Lucy Jones on the "gnarly and hardcore" reality of motherhood

From Saturday Morning, 8:10 am on 6 July 2024
Author Lucy Jones alongside the cover of her book Matrescence.

Photo: Stuart Simpson / Penguin

When science writer Lucy Jones had a baby, she found herself in an unexpectedly frightening and lonely new world.

In her new book Matrescence, she takes a deep dive into the profound psychological and physiological effects of motherhood.

"Early parenthood is depicted as this banal, ordinary, pastel-hued, calm, passive experience... but actually it's gnarly and hardcore and I found it terrifying.

"I couldn't find myself in any of these parenting manuals. The one book that I kept going back to was Franz Kafka's 1915 fantasy novel The Metamorphosis. Gregor Samsa turns into an insect - possibly a cockroach - overnight and then he's isolated in a room, away from his family.

"[Early motherhood] was like that for me. I just felt so bizarre. And one of the aspects of that was feeling like my brain was different.

"In pregnancy, I thought my body was like a box or a pot and the baby would grow inside it and then be born, and I would be myself again, I'd go back to who I was… But actually I felt completely different and that was quite discombobulating and bewildering."

Thanks to "an amazing raft of research" over the last decade, we now understand a lot more about how pregnancy renders significant and pronounced changes to the mother's brain, Jones says.

"We all know that people going through adolescence feel weird and ... need support, but the science is telling us that matrescence - the transition into motherhood - can be similarly vulnerable.

"This new brain research is ... showing how vulnerable this time can be and that it is a transitional stage which we've neglected and it's a massive deal for the mother."

Up to 60 percent of mothers find childbirth traumatic, she says, and her own "quite frightening" three-day labour came as an unpleasant surprise.

"I was told that if I did all my breathing properly and all my exercises, that it wouldn't hurt very much and it would be all be fine as long as I was in the right state of mind. That was the messaging that I had absorbed, and that was just so not the case … I felt in my moment of the worst pain of birth quite betrayed by the messages that I had received."

In Western society, new parenthood is a very isolating and lonely experience, Jones says.

Public places are often designed in a way that is "hostile" for people with babies, and there's a lack of infrastructure, family-friendly spaces and transport accessibility.

"The way we neglect and we don't support new mothers, new parents, infants and any caregivers in our individualistic neoliberal societies is really wrong."

Like many new mothers, Jones was diagnosed with postnatal depression and for a long time thought there was something really wrong with her.

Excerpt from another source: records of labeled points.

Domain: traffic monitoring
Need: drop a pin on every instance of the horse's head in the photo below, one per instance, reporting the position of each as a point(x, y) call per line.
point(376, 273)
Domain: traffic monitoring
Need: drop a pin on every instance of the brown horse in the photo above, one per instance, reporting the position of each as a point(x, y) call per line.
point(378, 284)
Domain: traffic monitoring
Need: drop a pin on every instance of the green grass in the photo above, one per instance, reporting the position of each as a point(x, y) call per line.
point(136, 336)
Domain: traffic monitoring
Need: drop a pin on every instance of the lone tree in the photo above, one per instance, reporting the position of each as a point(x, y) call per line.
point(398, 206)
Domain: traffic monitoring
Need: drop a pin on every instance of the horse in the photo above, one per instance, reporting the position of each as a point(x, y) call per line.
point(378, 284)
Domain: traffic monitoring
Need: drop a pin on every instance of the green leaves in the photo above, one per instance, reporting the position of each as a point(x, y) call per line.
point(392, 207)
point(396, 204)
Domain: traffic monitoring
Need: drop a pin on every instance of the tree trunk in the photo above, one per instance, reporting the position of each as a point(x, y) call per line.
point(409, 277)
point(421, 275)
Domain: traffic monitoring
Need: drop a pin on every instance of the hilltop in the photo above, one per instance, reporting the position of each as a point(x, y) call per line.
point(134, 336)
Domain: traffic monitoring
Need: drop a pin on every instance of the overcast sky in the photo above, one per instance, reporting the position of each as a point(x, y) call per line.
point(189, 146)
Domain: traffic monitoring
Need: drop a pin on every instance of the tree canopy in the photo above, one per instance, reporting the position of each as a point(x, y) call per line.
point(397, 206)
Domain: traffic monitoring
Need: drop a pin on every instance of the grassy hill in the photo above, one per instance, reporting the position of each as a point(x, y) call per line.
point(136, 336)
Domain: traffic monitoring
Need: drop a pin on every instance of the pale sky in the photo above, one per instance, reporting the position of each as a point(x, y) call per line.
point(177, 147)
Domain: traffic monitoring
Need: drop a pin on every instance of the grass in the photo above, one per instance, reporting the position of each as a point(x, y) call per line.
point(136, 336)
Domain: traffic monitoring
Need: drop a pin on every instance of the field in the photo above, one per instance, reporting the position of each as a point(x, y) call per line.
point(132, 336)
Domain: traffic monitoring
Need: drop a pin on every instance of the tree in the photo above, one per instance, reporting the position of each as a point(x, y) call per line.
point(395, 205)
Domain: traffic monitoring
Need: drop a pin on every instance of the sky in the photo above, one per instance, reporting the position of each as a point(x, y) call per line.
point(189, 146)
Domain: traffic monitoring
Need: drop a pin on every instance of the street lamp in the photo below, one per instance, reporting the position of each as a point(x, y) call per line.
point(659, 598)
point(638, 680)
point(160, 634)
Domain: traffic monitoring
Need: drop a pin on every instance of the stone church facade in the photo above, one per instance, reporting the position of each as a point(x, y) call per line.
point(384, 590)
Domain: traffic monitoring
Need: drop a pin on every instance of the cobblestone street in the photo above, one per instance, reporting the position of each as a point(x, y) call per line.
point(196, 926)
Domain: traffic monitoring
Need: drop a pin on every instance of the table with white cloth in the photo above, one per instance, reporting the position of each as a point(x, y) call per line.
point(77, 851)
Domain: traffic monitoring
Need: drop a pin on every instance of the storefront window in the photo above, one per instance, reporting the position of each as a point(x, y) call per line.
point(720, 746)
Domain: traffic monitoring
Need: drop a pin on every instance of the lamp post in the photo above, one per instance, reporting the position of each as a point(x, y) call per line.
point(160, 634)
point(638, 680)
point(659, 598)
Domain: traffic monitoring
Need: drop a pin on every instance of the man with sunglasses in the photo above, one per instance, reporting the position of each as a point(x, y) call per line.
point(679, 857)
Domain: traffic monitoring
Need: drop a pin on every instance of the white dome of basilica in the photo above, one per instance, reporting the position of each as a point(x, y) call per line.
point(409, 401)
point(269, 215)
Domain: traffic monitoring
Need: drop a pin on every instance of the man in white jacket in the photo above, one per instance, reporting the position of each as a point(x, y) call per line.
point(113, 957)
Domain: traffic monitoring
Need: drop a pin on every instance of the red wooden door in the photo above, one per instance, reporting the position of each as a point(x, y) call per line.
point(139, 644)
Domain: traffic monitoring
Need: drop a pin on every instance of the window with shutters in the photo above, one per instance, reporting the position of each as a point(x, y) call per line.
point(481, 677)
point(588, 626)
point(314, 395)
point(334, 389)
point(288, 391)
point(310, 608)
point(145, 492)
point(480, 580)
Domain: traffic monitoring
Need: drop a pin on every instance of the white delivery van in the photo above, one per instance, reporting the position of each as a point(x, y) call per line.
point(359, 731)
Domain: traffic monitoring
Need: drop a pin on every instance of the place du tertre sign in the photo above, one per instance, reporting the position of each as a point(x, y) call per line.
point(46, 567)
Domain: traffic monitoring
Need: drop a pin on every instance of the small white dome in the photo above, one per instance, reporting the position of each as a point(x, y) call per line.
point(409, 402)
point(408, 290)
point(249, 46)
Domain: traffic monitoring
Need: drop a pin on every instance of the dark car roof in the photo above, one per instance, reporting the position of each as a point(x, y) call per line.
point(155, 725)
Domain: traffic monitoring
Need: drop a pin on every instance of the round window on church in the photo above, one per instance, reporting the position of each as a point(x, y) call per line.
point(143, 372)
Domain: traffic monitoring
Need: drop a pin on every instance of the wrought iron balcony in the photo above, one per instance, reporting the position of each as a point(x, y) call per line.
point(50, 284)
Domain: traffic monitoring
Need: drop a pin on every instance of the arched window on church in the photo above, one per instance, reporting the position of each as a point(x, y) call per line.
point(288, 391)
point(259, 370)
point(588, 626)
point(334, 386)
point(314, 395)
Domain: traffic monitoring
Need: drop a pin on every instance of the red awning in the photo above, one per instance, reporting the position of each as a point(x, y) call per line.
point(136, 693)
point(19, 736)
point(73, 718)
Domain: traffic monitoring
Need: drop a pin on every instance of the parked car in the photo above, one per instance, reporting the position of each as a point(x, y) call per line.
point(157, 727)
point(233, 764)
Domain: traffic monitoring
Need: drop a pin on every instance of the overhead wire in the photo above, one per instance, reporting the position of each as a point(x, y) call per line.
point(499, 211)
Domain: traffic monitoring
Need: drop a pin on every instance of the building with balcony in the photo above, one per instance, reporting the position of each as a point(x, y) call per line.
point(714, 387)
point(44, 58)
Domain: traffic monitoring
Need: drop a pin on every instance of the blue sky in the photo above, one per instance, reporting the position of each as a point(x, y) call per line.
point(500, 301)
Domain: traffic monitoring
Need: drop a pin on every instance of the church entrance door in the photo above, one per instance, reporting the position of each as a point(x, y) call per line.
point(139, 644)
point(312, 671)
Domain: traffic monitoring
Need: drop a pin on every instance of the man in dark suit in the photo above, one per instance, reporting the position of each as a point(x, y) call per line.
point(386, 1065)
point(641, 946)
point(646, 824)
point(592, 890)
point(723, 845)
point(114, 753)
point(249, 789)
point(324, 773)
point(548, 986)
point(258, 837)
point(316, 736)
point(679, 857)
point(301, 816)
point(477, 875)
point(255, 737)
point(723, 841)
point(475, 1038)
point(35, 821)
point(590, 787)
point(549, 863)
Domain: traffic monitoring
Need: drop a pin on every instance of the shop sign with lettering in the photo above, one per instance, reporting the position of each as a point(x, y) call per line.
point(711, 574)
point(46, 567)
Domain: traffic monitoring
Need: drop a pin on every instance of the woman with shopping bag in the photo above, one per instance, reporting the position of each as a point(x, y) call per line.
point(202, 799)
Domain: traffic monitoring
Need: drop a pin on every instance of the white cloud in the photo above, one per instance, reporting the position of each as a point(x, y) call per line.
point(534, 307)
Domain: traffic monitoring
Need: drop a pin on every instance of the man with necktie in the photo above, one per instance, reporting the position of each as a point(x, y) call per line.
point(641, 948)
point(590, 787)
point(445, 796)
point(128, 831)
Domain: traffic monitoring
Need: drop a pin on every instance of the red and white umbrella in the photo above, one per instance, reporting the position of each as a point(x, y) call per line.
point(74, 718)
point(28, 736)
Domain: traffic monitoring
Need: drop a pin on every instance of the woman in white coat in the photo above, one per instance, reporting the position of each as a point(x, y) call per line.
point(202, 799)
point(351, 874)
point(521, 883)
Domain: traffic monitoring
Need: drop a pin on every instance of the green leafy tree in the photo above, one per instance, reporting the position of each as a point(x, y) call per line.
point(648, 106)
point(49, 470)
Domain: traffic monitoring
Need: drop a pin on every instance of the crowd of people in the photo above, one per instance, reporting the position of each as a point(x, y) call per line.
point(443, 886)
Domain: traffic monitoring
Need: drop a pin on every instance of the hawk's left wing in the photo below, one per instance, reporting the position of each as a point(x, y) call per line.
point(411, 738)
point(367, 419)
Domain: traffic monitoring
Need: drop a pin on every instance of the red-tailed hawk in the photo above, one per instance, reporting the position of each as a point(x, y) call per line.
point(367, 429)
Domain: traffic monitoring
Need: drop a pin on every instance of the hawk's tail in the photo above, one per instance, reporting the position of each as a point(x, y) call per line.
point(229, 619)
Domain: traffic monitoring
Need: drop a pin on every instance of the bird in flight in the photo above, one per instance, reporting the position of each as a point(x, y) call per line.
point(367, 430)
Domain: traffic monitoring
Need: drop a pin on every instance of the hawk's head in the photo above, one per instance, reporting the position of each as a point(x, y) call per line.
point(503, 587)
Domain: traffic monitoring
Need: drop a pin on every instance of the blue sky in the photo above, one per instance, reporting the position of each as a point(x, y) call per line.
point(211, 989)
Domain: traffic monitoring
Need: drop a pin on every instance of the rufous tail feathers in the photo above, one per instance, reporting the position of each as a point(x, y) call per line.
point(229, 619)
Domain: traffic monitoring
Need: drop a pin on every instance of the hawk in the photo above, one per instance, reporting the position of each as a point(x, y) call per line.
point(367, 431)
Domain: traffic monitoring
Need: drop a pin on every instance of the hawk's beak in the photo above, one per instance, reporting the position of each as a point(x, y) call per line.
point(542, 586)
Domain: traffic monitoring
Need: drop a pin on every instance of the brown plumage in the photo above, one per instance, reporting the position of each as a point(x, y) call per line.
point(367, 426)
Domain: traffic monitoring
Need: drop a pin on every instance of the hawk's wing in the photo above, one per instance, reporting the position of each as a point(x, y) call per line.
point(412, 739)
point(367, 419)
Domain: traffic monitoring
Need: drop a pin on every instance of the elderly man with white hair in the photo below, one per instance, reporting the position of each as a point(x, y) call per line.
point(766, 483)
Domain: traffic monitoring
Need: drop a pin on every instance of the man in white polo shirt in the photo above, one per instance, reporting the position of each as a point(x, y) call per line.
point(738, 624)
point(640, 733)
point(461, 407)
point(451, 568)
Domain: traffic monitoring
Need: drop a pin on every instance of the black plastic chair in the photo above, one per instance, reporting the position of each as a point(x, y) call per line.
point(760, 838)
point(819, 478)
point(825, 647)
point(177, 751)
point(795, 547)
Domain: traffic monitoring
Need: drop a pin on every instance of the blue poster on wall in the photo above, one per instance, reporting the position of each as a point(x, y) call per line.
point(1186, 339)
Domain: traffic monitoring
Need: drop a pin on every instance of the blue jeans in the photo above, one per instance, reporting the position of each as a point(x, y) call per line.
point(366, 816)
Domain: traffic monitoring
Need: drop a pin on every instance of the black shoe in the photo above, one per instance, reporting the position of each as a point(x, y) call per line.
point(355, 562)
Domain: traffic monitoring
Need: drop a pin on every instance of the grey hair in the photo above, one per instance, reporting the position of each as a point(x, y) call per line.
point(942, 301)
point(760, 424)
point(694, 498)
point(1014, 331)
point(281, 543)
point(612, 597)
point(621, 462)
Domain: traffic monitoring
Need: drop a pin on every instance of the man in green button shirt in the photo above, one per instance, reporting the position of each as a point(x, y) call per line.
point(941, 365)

Since publishing Matrescence she's heard from many other new parents who've also felt "strange or immoral" in being overwhelmed by the experience.

While there is a biological aspect to parenthood that can precipitate mental illness, Jones says, there's also a "massive social problem" to address.

Isolation seems to be the norm in the maternal experience, with some studies suggesting up to 100 percent of new mothers feel lonely.

"[As a parent] feeling lonely, feeling isolated, feeling anxious, feeling depressed in a society which doesn't value care is probably quite an understandable and normal response."

For Jones, one of the most helpful ways to view motherhood is with an existential perspective, which acknowledges how inherently and deeply frightening it is.

"It's a huge risk. It involves a lot of choice every day. It involves a loss of freedom. It involves more confrontation with mortality, with time...

"Any relationship, even a relationship with a beloved animal where you love them so much, makes you very vulnerable. I think that is just a difficult, profoundly human experience that we don't give space to breathe."